Clarões de independência são nuvens que se abrem e deixam que a luz do sol ilumine teu caminho novamente. Nada religioso ou místico, apesar de ser possível ver imagens parecidas nas obras de grandes pintores que pintaram anunciações provenientes dos céus. Por que isso acontece, de repente (ou não tão de repente assim) depois de meses envolto em nuvens cinzas que bloqueavam a visão da esquina mais próxima? Não sei. Mas num dia comum, sem aviso prévio, elas se abrem e deixam a luz do sol passar. E você volta a respirar normalmente.

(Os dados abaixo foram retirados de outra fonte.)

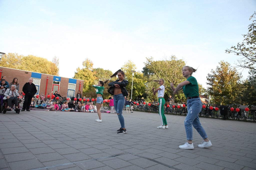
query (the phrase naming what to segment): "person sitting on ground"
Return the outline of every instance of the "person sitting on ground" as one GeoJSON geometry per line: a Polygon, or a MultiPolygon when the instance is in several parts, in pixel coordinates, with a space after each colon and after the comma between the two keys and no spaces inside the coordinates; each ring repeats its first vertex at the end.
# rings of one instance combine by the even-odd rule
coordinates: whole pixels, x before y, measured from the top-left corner
{"type": "Polygon", "coordinates": [[[54,111],[55,110],[59,110],[59,106],[57,104],[57,102],[56,101],[54,102],[52,105],[50,107],[47,107],[47,109],[49,109],[51,110],[54,111]]]}
{"type": "Polygon", "coordinates": [[[85,112],[85,103],[82,103],[82,107],[81,107],[81,110],[82,112],[85,112]]]}
{"type": "Polygon", "coordinates": [[[34,97],[32,97],[31,99],[31,104],[29,105],[29,108],[35,108],[35,101],[34,101],[34,97]]]}
{"type": "Polygon", "coordinates": [[[93,103],[92,102],[91,102],[90,103],[90,106],[89,106],[89,111],[92,113],[94,112],[93,109],[94,108],[94,106],[93,105],[93,103]]]}
{"type": "Polygon", "coordinates": [[[61,111],[69,112],[71,110],[71,109],[68,108],[68,101],[64,101],[64,103],[62,105],[62,107],[61,107],[61,111]]]}
{"type": "Polygon", "coordinates": [[[4,79],[2,79],[1,80],[1,83],[0,84],[0,86],[1,87],[0,89],[0,100],[1,101],[1,106],[2,107],[4,104],[3,99],[4,97],[4,93],[5,92],[6,90],[6,88],[5,87],[6,86],[6,83],[5,83],[5,80],[4,79]],[[2,88],[2,87],[3,87],[2,88]]]}
{"type": "Polygon", "coordinates": [[[69,102],[68,103],[68,108],[71,109],[71,110],[73,110],[75,108],[76,108],[76,101],[73,100],[71,102],[69,102]]]}
{"type": "Polygon", "coordinates": [[[36,107],[38,107],[39,106],[42,106],[42,103],[43,102],[43,101],[42,100],[41,97],[39,96],[38,97],[38,100],[36,102],[36,107]]]}
{"type": "Polygon", "coordinates": [[[19,84],[18,83],[18,79],[16,78],[14,78],[12,83],[10,83],[9,86],[9,88],[10,88],[11,86],[12,85],[15,85],[16,86],[16,89],[17,91],[19,91],[19,84]]]}
{"type": "Polygon", "coordinates": [[[19,94],[15,89],[16,87],[15,85],[12,85],[10,88],[7,89],[4,95],[5,97],[4,97],[4,100],[8,99],[7,108],[8,110],[10,109],[10,110],[12,110],[12,109],[10,109],[10,107],[12,107],[12,102],[14,103],[15,104],[15,110],[19,110],[18,107],[18,100],[17,98],[19,97],[19,94]]]}
{"type": "Polygon", "coordinates": [[[87,103],[86,103],[86,105],[85,105],[86,112],[89,112],[89,107],[90,106],[90,105],[89,105],[89,102],[87,102],[87,103]]]}
{"type": "Polygon", "coordinates": [[[82,104],[81,103],[79,103],[77,105],[77,107],[76,107],[74,110],[76,112],[80,112],[82,111],[82,110],[81,110],[81,107],[82,104]]]}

Parei para tomar um café numa Brasserie ontem na hora do almoço quando voltava do Hospital Cochin no 14ème. Nada mais curioso e interessante do que observar conterrâneos e escutá-los. Por acaso sentei-me ao lado de dois casais de brasileiros que faziam comentários sobre a diferença de preços sobre comida e bebida e que usavam duas cadeiras e mais o entorno das duas mesas que ocupavam com suas sacolas de compras. Falavam num volume de voz acima do normal, e provocaram o deslocamento de uma dama e seu cachorrinho para uma mesa pouco mais distante. Brasileiros sempre perturbam a ordem, quase nunca por algum tipo de idealismo ou contestação necessária, mas quase sempre por falta de educação e por se acharem donos do mundo ou a última coca cola do deserto. Minutos depois a mesma mesa da velha senhora tchekoviana foi ocupada por três mulheres, duas senhoras e uma mocinha, também brasileiras. Discutiam em tom de voz alterado. Não sei porque. Mas depois de alguns minutos, uma delas disse a mocinha em tom sussurrante: “pelo amor de deus fale mais baixo porque na mesa ao lado tem brasileiros e eu não quero me misturar a eles”.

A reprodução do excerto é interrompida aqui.